3-Felsefi tarih; tarihin düşünülerek ele alınması. Felsefenin getirdiği tek  düşünce de “aklın dünyaya egemen olduğudur”. Bir bütün olarak bakıldığında dünyada her şey rasyonel bir şekilde olup bitmektedir. Dünya tarihi, aklın zengin bir ürünüdür.

 Dünyaya egemen olan aklın belirlenimi, dünyanın en son amacı özgürlük ile örtüşmektedir. Dünya tarihinin zemini geisttır.

 Felsefenin görevi; idenin kendini dünya tarihinde nasıl açtığını göstermektir.

 

 Geistın tek yapısal özelliği; özgürlüktür. Bunu dışında her şey bu özgürlüğü meydana çıkarmaya çalışan birer araçtırlar. Maddenin kendi substansı kendi dışındadır. Oysa geist hep kendi içinde ve kendindedir. Kendi dışında olmak, başka bir şeye bağımlı olmak demektir.

 Hegel’e göre Doğulular, geistın ya da insanın kendi başına özgür olduğunu bilmezler. Bunun içinde özgür değillerdir. Sadece birinin özgür olduğunu sanırlar. Aslında o da özgür değil despottur.

 İlk defa özgürlük bilinci Yunanlılarda ortaya çıkmıştır. Ancak bunlar da bazı kişilerin özgür olduğunu sandılar. Hegel’e göre insanın özgür olduğunu ilk defa Germen toplumlar anlamıştır.

 

 Dünya tarihi, özgürlük bilincinde ilerlemedir. Özgürlük geistın tek amacıdır. Bu amaç dünya tarihinin oluşarak yönlendiği amaçtır. Tanrının ve dünyanın istediği budur.

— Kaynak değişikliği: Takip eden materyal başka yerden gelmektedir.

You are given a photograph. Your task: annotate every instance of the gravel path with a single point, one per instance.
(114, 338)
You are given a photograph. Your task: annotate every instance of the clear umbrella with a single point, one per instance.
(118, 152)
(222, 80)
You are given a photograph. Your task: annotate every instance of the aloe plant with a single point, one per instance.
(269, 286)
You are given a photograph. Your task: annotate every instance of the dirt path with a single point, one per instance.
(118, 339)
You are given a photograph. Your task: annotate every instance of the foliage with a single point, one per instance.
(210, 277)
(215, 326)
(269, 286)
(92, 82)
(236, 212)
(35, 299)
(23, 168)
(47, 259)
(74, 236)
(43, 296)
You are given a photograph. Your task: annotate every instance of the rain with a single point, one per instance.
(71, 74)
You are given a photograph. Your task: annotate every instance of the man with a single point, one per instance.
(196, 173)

 Geistın kendini gerçekleştirmede kullandığı araçlar; tek tek kişilerin tutkuları, çıkarları, amaçları kısacası insanların erdemleridir.

 Geist, önce kendi bilincine varır daha sonra da amacını gerçekleştirmeye başlar.

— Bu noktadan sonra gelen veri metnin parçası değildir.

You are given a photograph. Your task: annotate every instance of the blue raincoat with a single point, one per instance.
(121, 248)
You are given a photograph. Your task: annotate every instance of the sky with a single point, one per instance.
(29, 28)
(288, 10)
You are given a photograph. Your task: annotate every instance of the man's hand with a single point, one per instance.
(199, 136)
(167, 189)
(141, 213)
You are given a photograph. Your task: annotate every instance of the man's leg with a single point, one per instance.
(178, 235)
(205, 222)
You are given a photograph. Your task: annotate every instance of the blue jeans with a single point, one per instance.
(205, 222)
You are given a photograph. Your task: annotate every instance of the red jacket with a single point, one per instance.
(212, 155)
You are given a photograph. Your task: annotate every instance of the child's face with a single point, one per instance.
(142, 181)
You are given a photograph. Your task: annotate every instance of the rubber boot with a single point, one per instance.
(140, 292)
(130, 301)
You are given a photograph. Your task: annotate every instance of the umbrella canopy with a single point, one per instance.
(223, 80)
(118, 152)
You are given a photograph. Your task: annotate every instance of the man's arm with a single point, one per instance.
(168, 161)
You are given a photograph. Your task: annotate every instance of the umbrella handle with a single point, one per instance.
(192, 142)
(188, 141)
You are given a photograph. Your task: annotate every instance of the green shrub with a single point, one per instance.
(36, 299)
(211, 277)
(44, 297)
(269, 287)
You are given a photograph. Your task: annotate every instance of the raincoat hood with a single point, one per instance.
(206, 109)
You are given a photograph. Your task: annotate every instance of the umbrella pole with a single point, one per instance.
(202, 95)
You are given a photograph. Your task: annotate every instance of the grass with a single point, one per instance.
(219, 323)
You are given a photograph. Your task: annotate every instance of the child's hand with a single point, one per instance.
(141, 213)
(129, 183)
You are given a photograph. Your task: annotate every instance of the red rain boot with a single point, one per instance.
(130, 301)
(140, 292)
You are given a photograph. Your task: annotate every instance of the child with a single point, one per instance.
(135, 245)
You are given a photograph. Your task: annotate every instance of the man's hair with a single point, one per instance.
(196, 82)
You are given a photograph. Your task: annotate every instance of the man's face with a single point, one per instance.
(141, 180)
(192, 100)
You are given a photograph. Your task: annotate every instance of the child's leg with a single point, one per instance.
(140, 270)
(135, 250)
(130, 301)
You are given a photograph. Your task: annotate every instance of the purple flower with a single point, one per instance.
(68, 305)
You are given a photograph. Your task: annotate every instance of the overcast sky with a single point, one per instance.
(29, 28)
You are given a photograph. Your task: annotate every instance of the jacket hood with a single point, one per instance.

 Geistın istediği, Sezar’ın istediği ile aynı şeydir. Büyük kişiler geistın amacını gerçekleştirmesine daha çok yardımcı olurlar. Dünya tarihinin en son amaca gidişini hızlandırırlar. Bu büyük kişiler çağın ne istediğini bilen kişilerdir. Ancak bu kişiler mutlu değildirler. İşleri bitince ölür, öldürülür ya da sürülürler.

 Özel, genel için bir ihtiyaçtır ve onun için feda edilirler. Kişiler kendi isteklerini gerçekleştirip tatamin olurlar. Böylece de amaca da hizmet ederler. Bu nedenle kişilerin kendileri de amaçtır, araç değildirler.

 

 Devlet, yeryüzünde tanrısal olanın veriliş şeklidir. Ahlaksal bir birliktir.

 Hegel, bir ön kabulle/ilkeyle dünya tarihi nasıl oluşuyor ona bakıyor. “Bütüne baktığımda bunu çıkarıyorum” der.

 Bu bir kültürler tarihi ya da fikirler tarihi. Düşünce/fikir, ideye doğru nasıl gidiyor ona bakıyor.